Tuesday, December 21, 2010

Income taxes and the super rich

Here is an important new paper I will be reading carefully along with my winter term tax policy students (AFTER they have finished studying for the IRS VITA certification exam I give the first day!):

Jobs and Income Growth of Top Earners and the Causes of Changing Income Inequality: Evidence from US Tax Return Data by Professor Jon Bakija (Williams College), Adam Cole (US Treasury Dept Office of Tax Policy), and Professor Bradley Heim (Indiana University.)

Lots of interesting information about where the big earners have been earning most of their money in recent decades--short answer: the financial industry. It's important to note that this was not always true. The financial industry was not very lucrative (or all that respectable, for that matter) in the 1970s.

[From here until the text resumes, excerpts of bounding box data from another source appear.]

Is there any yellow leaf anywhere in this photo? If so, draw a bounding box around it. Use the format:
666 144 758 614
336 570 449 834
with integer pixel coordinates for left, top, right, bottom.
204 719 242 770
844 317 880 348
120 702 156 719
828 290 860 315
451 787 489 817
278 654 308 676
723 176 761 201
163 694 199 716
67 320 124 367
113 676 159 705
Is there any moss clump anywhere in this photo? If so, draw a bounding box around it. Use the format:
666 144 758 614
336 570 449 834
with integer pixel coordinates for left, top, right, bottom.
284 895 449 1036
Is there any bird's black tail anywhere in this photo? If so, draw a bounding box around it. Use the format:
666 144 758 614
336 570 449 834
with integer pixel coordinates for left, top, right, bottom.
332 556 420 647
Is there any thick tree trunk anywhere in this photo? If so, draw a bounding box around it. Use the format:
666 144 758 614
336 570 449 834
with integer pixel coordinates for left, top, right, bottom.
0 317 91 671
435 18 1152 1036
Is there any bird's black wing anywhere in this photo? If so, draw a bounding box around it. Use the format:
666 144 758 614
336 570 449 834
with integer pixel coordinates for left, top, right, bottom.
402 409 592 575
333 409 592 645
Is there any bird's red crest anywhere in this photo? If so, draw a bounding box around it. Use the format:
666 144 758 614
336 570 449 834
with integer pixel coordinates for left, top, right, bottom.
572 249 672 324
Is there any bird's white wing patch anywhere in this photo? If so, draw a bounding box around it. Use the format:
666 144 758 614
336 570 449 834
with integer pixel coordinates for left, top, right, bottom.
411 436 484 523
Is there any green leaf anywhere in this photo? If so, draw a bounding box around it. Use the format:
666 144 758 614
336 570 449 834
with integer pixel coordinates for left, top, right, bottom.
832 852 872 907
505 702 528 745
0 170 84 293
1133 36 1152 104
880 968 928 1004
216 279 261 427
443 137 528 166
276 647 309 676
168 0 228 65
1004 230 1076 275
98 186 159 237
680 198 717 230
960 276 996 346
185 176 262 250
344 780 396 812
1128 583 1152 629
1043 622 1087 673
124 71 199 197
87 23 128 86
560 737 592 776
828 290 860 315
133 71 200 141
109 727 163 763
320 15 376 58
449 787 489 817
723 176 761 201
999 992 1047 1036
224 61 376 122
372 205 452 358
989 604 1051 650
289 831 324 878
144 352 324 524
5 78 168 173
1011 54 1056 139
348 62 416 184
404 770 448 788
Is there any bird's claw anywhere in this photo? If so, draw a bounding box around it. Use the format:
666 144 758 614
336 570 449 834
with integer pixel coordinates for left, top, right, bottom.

Also some interesting information about behavioral elasticities of the super-rich.

Check out the colorful commentary from George Mason University economist Tyler Cowen here:

Here is a summary of their broader results:

Our findings suggest that the incomes of executives, managers, supervisors, and financial professionals can account for 60 percent of the increase in the share of national income going to the top percentile of the income distribution between 1979 and 2005. We also demonstrate significant heterogeneity in income growth across and within occupations among people in the top percentile of the income distribution, suggesting that factors that changed in the same way over time for all high income people are probably not the main cause of increasing inequality at the top. The incomes of executives, managers, financial professionals, and technology professionals who are in the top 0.1 percent of the income distribution are found to be very sensitive to stock market fluctuations. Most of our evidence suggests that financial market asset prices, corporate governance, entrepreneurship, and income shifting across corporate and personal tax bases may be especially important in explaining the dramatic rise in top income shares.

I would reword this as a) "it's complicated," and b) "a lot of them made the money in capital markets." It does remain the case that top incomes in finance rose by far most rapidly.

In this very careful and rigorous paper, here is a "scream it from the rooftops" result:

...we find that a one percent increase in the net of tax share is associated with an 0.7 percent reduction in incomes earned by people in the top 0.1 percent of the income distribution, which would imply that if we were to raise top marginal tax rates further on these taxpayers, the increase in deadweight loss would be substantially larger than the increase in revenue raised [emphasis added]. However, we find essentially no evidence at all of any responsiveness of people below the top 0.1 percent...

Check out as well the response to Professor Cowen's commentary by journalist Kevin Drum in Deadweight Losses of the SuperRich.